Wood, a Conservation Enforcement Lieutenant with the Department’s Wildlife and Freshwater Fisheries (WFF) Division, showed up at Gulf State Park to present Mitchum with the ACEOA Enforcement Officer of the Year Award.
“That was kind of a surprise,” Mitchum said. “While we are not conservation officers, we are officers who work for the Conservation Department. The ACEOA covers the enforcement personnel in all four divisions – State Parks, Wildlife and Freshwater Fisheries, Marine Resources and State Lands.
“It was an honor to receive it. There are about 200 enforcement officers in the Conservation Department, and there is probably somebody out there that deserved it more than me, but I am grateful for the award.”
Director Greg Lein said Alabama State Parks is proud to have Mitchum considered for the ACEOA award.
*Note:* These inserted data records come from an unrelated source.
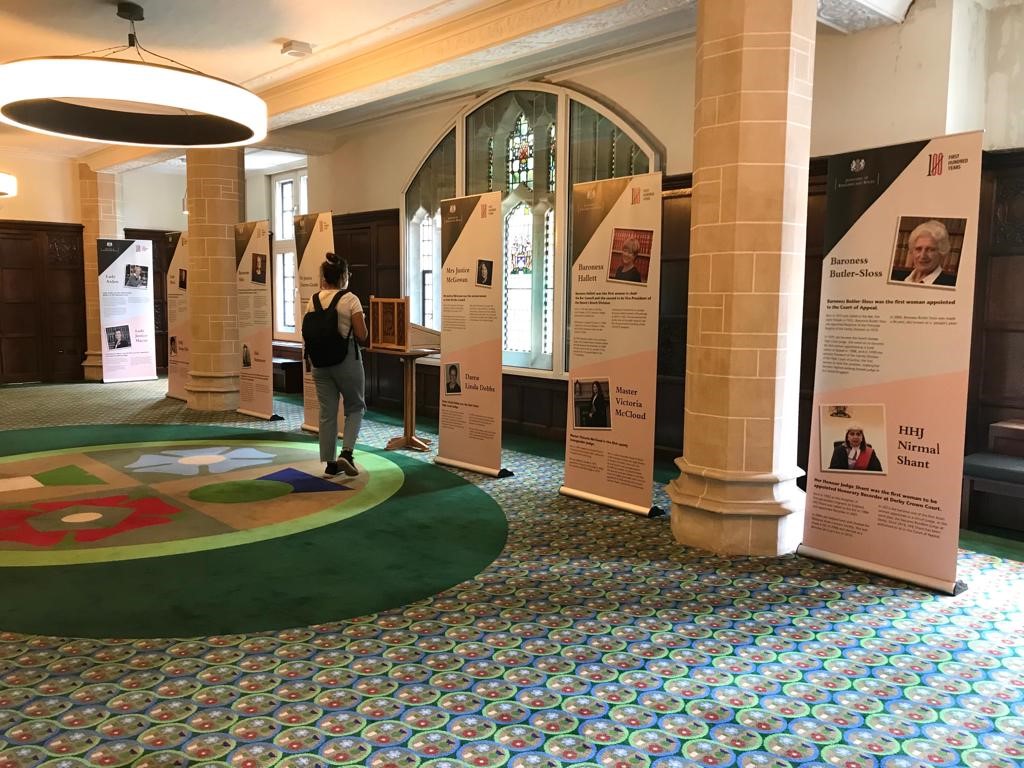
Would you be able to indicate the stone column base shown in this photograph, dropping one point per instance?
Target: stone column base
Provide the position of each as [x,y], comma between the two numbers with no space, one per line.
[92,366]
[211,391]
[736,513]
“We think he’s a great recipient of the award,” Lein said. “I think the thing we’re most pleased with is the fact that he was nominated by his own people, which says a lot about the kind of leader he is. They respect him and respect his leadership to a degree that they wanted to nominate him. We’re proud to have him as a part of our team.”
Mitchum’s law enforcement career began in 1994 with a sheriff’s department in South Carolina, his wife’s home state. He worked patrol, K-9 and narcotics before being hired by the U.S. State Department in 2006 as a police advisor to advise and mentor the Afghanistan National Police.
“The whole concept was to teach an Islamic police force democratic policing,” said Mitchum, who said he’d always wanted to be in law enforcement since Mobile Police Officer Dan Buck gave him a short ride in a squad car when he was 7 years old. “It sounds challenging, and it was. I think we did a lot of good over there. I made a lot of longtime friends.”
After eight months at home, a friend called and asked him about being a bomb-detection dog handler back in Afghanistan. Mitchum only had experience with dual-purpose police dogs, not bomb dogs. After some convincing, he headed back overseas.
“Got my dog, and we were searching cars and buildings,” he said. “I had a really awesome dog (a Belgian Malinois named Brutus). He was a sharp, sharp dog. He received several recognitions while we were over there. It was all the dog. I was just holding the leash.
“The camp (near Kabul) got hit in 2015, and he developed a little PTSD (post-traumatic stress disorder). Loud noises made him shut down. They retired him, and the general at that time was kind enough to fly him back to the states to be with me. That was pretty awesome.”